Год назад воспитанники поехали на сбор урожая в колхоз, на балансе которого находился детский дом. Там двое, тринадцатилетний Привалов и двенадцатилетний Зайцев, решили попробовать французскую кухню, а именно – наловить лягушек и сварить их в походном котелке. Котелок у гурманов был, горячее желание отведать деликатес – тоже, даже заболоченное озеро поблизости нашлось, а вот с мозгами прямо беда приключилась: обнаружив, что лягушек на болоте нет, зато в избытке водились жабы, оба решили, что и те тоже сгодятся.
Решив выбрать земноводных пожирнее, оба храбро зашли в болото по пояс и принялись собирать жаб в котелок. Но тут Зайцев угодил в трясину, задергался и запаниковал, чем только усугубил ситуацию. Пришедший ему на помощь Привалов тоже стал тонуть. Хорошо – глотки молодые, мальчишки орали так, что их услышали в колхозе. Капа прибежала первой, протянула им ветку ольхи, несчастные уцепились за нее и тем самым спаслись. Когда Капа спросила, за каким чертом их туда понесло, оба ответили, что во всем виноваты дядя Федя и француз!
Дядя Федя во время войны служил механиком на аэродроме и встретил там французского летчика из истребительного авиаполка «Нормандия-Неман». Оба при встрече на радостях обнялись (союзники как-никак), дядя Федя щедро отсыпал французу забористой махорки, а тот подарил ему пачку «Житана». Покурили, поговорили о скорой победе над Гитлером, обсудили достоинства и недостатки русских и французских женщин, далее перешли к кулинарным изыскам: советский авиамеханик хвалил студни с хреном, а французский пилот – труднопроизносимые блюда своей страны. Так дядя Федя узнал о супе из лягушачьих лапок, и по уверениям иностранного летчика – это был деликатес, очень питательный и вкусный.
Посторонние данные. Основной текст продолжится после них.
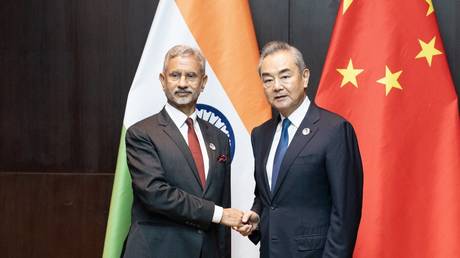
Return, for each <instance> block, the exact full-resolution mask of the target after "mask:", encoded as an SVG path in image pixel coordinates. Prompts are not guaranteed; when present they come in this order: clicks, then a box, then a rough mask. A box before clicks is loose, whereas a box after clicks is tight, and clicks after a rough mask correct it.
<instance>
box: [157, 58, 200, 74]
mask: <svg viewBox="0 0 460 258" xmlns="http://www.w3.org/2000/svg"><path fill="white" fill-rule="evenodd" d="M165 69H166V70H167V71H172V70H178V71H195V72H199V71H200V70H201V63H200V59H199V58H198V57H197V56H195V55H193V54H189V55H178V56H175V57H172V58H170V59H169V60H168V61H167V63H166V65H165Z"/></svg>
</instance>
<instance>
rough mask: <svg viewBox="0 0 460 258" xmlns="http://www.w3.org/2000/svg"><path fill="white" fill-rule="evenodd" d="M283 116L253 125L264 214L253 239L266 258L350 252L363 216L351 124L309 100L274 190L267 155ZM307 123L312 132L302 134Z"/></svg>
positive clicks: (358, 164)
mask: <svg viewBox="0 0 460 258" xmlns="http://www.w3.org/2000/svg"><path fill="white" fill-rule="evenodd" d="M279 120H280V117H279V116H278V117H277V118H274V119H272V120H269V121H267V122H265V123H264V124H262V125H261V126H259V127H257V128H255V129H254V130H253V132H252V135H251V138H252V146H253V151H254V157H255V180H256V189H255V200H254V204H253V207H252V210H253V211H255V212H256V213H258V214H259V215H260V216H261V221H260V225H259V230H257V231H255V232H253V234H251V235H250V239H251V240H252V241H253V242H254V243H257V242H258V241H259V240H260V242H261V246H260V255H261V257H263V258H278V257H280V258H290V257H351V256H352V253H353V248H354V244H355V240H356V235H357V231H358V226H359V221H360V218H361V204H362V184H363V175H362V164H361V158H360V154H359V149H358V144H357V140H356V136H355V133H354V130H353V127H352V126H351V125H350V123H348V122H347V121H345V120H344V119H343V118H341V117H339V116H337V115H335V114H333V113H331V112H328V111H326V110H323V109H320V108H318V107H316V106H315V105H314V104H313V103H311V104H310V107H309V109H308V112H307V114H306V116H305V117H304V119H303V121H302V123H301V125H300V127H299V129H298V130H297V132H296V134H295V136H294V138H293V139H292V141H291V143H290V145H289V147H288V149H287V151H286V154H285V157H284V160H283V162H282V164H281V168H280V174H279V176H278V180H277V182H276V186H275V189H274V191H273V193H272V192H271V191H270V188H269V185H268V179H267V172H266V163H267V158H268V155H269V152H270V147H271V144H272V141H273V136H274V134H275V129H276V126H277V124H278V122H279ZM304 128H310V133H309V134H308V135H304V134H303V133H302V131H303V129H304Z"/></svg>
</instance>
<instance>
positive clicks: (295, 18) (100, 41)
mask: <svg viewBox="0 0 460 258" xmlns="http://www.w3.org/2000/svg"><path fill="white" fill-rule="evenodd" d="M249 2H250V5H251V9H252V13H253V19H254V25H255V28H256V33H257V38H258V43H259V46H262V45H263V44H265V43H266V42H268V41H271V40H285V41H288V42H290V43H291V44H293V45H295V46H297V47H298V48H299V49H300V50H301V51H302V52H303V54H304V57H305V60H306V62H307V65H308V66H309V67H310V68H311V71H312V77H311V82H310V87H309V88H308V94H309V96H310V97H311V98H313V97H314V95H315V92H316V88H317V83H318V80H319V76H320V73H321V69H322V65H323V63H324V58H325V55H326V51H327V46H328V43H329V37H330V33H331V31H332V26H333V23H334V20H335V16H336V12H337V8H338V5H339V2H338V0H289V1H288V0H286V1H279V0H251V1H249ZM157 4H158V0H157V1H152V0H131V1H124V0H78V1H77V0H69V1H60V0H42V1H20V0H3V1H2V3H1V4H0V71H1V76H0V157H1V158H0V250H2V255H1V257H8V258H9V257H100V256H101V254H102V247H103V240H104V233H105V226H106V220H107V215H108V209H109V201H110V194H111V189H112V183H113V174H114V170H115V163H116V153H117V149H118V143H119V137H120V131H121V126H122V119H123V112H124V107H125V103H126V97H127V93H128V90H129V87H130V84H131V81H132V79H133V77H134V74H135V71H136V68H137V65H138V62H139V59H140V56H141V53H142V49H143V47H144V44H145V40H146V38H147V34H148V31H149V29H150V24H151V22H152V19H153V16H154V13H155V9H156V6H157ZM434 4H435V8H436V12H437V16H438V21H439V25H440V29H441V33H442V36H443V40H444V46H445V49H446V52H447V55H448V60H449V65H450V68H451V72H452V76H453V78H454V81H455V83H456V85H457V92H459V85H460V0H435V1H434ZM172 33H173V32H172Z"/></svg>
Этой интересной историей дядя Федя и поделился с воспитанниками, на тот момент даже не подозревая, к каким последствиям это приведет. Кстати, на справедливый вопрос детдомовцев, а на каком языке они общались, дядя Федя скромно ответил, что он немного «парле франсе», и, видя недоверие в детских глазах, с многозначительным видом произнес длиннющую французскую фразу с особым носовым прононсом. Смысл этой фразы остался неизвестен, но она окончательно убедила воспитанников: да, дядя Федя не врет.
Вот так, из полного доверия к дяде Феде двух детдомовцев и занесло в болото. Капа тогда пригрозила этим любителям жаб, что если они хоть словом обмолвятся насчет дяди Феди и его лягушачьего супа, то их ждут большие неприятности. Для пущей убедительности помахала перед мокрыми носами кулаком. Те все поняли и поэтому для воспитателей заготовили официальную версию – хотели искупаться. А то, что в одежде, на исходе холодного лета и в болоте – так это только потому, что у них на двоих один разум, да и тот – канарейки.
После этого случая дядя Федя, всегда хорошо относившийся к Капе, окончательно проникся уважением к маленькой воспитаннице. А еще, тысячу раз поблагодарил судьбу за то, что мальчишки не успели попробовать вареных жаб, иначе – на две молодые души в детском доме стало бы меньше.
Вот и сейчас, на этом собрании, он был весьма возмущен несправедливостью в отношении своей любимицы.
– Слова просим! – громко объявил дядя Федя и встал со скамейки.
Директор в сомнении повел плечами.
– Что ж, давайте послушаем Федора Ивановича. Хотя, уверен, что он в очередной раз будет защищать Градову.
– Защищать не буду. Скажу, как есть, по совести, – дядя Федя поднялся по ступеням на сцену. Откашлялся в свой заношенный картуз.
– У Капы, конечно, с дисциплиной, прямо скажем, беда.
Зинаида Аркадьевна фыркнула.
– Федор Иванович, мы в курсе!
Истопник повернулся к воспитательнице.